There were also inconsistencies with the kinds of AESIs the authors chose to include and exclude. For example, the authors included diarrhea, but excluded vomiting; they included hyperglycemia (high blood sugar), but excluded hypoglycemia (low blood sugar); they included gastrointestinal hemorrhage, but excluded duodenal ulcer hemorrhage (the duodenum is part of the large intestine). The authors didn’t explain these inclusion and exclusion decisions.
For these reasons, the preprint’s findings aren’t reliable and the conclusion that the risk of hospitalization from vaccine-related adverse events is greater than that of COVID-19 hospitalization isn’t supported by the analysis that the authors performed. The claim that the preprint showed the COVID-19 vaccines are more likely to cause hospitalization than prevent it is inaccurate and misrepresents the preprint’s analysis.
Following the publication of our review, the preprint was later published in the peer-reviewed journal Vaccine. After the study was published, the authors contacted Health Feedback by email, criticizing the findings in this review pertaining to the preprint, stating that “the allegations against our analysis are serious, but they are demonstrably false”. You can read the full response to our review by Fraiman et al. here. The response didn’t contain evidence demonstrating that our reporting of the flaws in the preprint—and their repercussions—was inaccurate.
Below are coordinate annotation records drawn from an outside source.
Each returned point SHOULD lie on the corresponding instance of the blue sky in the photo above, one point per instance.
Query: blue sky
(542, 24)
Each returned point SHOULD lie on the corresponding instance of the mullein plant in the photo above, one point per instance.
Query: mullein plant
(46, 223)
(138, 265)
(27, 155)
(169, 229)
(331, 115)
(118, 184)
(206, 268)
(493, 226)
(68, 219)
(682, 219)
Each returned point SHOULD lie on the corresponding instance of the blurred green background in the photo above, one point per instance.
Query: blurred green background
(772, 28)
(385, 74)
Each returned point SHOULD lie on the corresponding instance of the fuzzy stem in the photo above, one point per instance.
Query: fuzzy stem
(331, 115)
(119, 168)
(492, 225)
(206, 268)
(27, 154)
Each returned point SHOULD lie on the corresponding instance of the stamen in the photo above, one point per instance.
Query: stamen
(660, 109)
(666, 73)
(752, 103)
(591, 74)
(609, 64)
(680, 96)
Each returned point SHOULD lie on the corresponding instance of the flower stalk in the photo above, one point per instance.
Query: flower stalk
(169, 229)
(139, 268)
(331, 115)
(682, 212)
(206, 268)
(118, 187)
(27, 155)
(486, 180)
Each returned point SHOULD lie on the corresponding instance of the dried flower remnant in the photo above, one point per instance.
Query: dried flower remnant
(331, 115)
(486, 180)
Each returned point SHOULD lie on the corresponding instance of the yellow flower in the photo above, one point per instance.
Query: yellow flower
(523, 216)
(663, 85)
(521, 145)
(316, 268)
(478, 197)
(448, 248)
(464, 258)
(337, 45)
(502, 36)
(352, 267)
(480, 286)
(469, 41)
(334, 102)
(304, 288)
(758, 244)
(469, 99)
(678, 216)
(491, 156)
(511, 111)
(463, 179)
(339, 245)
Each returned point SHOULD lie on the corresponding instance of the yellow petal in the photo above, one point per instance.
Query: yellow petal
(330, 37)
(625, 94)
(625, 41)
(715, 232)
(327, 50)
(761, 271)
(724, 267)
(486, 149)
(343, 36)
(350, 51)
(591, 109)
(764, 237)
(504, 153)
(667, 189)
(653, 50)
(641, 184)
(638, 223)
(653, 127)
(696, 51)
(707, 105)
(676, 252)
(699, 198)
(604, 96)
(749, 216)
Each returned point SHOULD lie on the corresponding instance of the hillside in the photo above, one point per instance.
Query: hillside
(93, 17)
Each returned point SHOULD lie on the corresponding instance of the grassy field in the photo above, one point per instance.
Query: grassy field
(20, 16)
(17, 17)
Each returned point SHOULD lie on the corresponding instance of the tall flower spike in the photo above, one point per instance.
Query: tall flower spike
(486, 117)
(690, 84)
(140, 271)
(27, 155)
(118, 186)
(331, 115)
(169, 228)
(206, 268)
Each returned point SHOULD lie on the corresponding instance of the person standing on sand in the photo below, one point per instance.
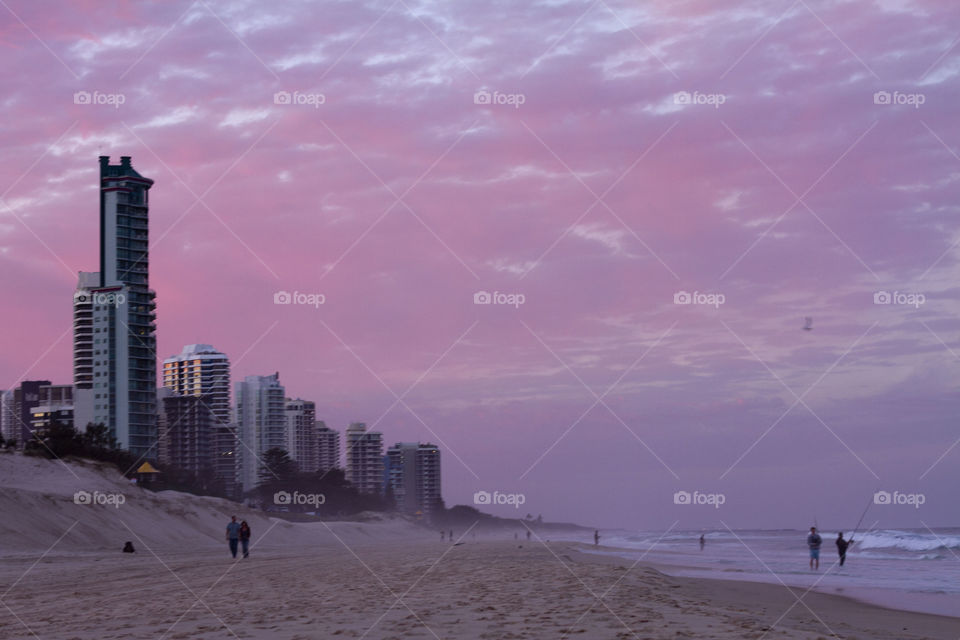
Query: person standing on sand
(813, 541)
(233, 534)
(245, 538)
(842, 547)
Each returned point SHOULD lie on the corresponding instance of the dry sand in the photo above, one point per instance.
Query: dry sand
(62, 576)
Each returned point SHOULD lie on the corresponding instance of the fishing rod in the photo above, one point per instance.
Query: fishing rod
(862, 516)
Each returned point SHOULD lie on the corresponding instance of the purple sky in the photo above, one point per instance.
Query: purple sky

We already have plenty of data showing that the benefits of COVID-19 vaccination outweigh its risks. For example, some COVID-19 vaccines are indeed associated with a risk of heart inflammation. However, a study by researchers at the U.S. Centers for Disease Control and Prevention, which included patient data from 40 health centers in the U.S., found that SARS-CoV-2 infection is more likely to lead to heart inflammation than COVID-19 vaccination. Specifically, teenage boys (12 to 17 years old) were two to seven times more likely to develop heart inflammation after infection than after vaccination. The risk was seven to eight times higher in young men aged 18 to 29 years old.
There are also concerns about the risk of blood clots associated with certain COVID-19 vaccines. But a study led by researchers at Oxford University, published in the BMJ, found that the risk of blood clots after SARS-CoV-2 infection was higher compared to the same risk following COVID-19 vaccination.
A study published in The Lancet Infectious Diseases in June 2022 used mathematical modeling to estimate the number of deaths averted by COVID-19 vaccination in the first year after the first COVID-19 vaccine was administered post-trial (between 8 December 2020 and 8 December 2021). The researchers estimated that more than 14 million deaths were averted through COVID-19 vaccination, a finding that further emphasizes the benefits of the COVID-19 vaccines.
UPDATE (21 October 2022):
This review was updated to report that the preprint has since been published in the peer-reviewed journal Vaccine. We also included a link to the full response to our review by Fraiman et al.
- 1 – Block et al. (2022) Cardiac Complications After SARS-CoV-2 Infection and mRNA COVID-19 Vaccination — PCORnet, United States, January 2021–January 2022. Mortality and Morbidity Weekly Report.
- 2 – Hippisley-Cox et al. (2021) Risk of thrombocytopenia and thromboembolism after covid-19 vaccination and SARS-CoV-2 positive testing: self-controlled case series study. BMJ.
- 3 – Watson et al. (2022) Global impact of the first year of COVID-19 vaccination: a mathematical modelling study. The Lancet Infectious Diseases.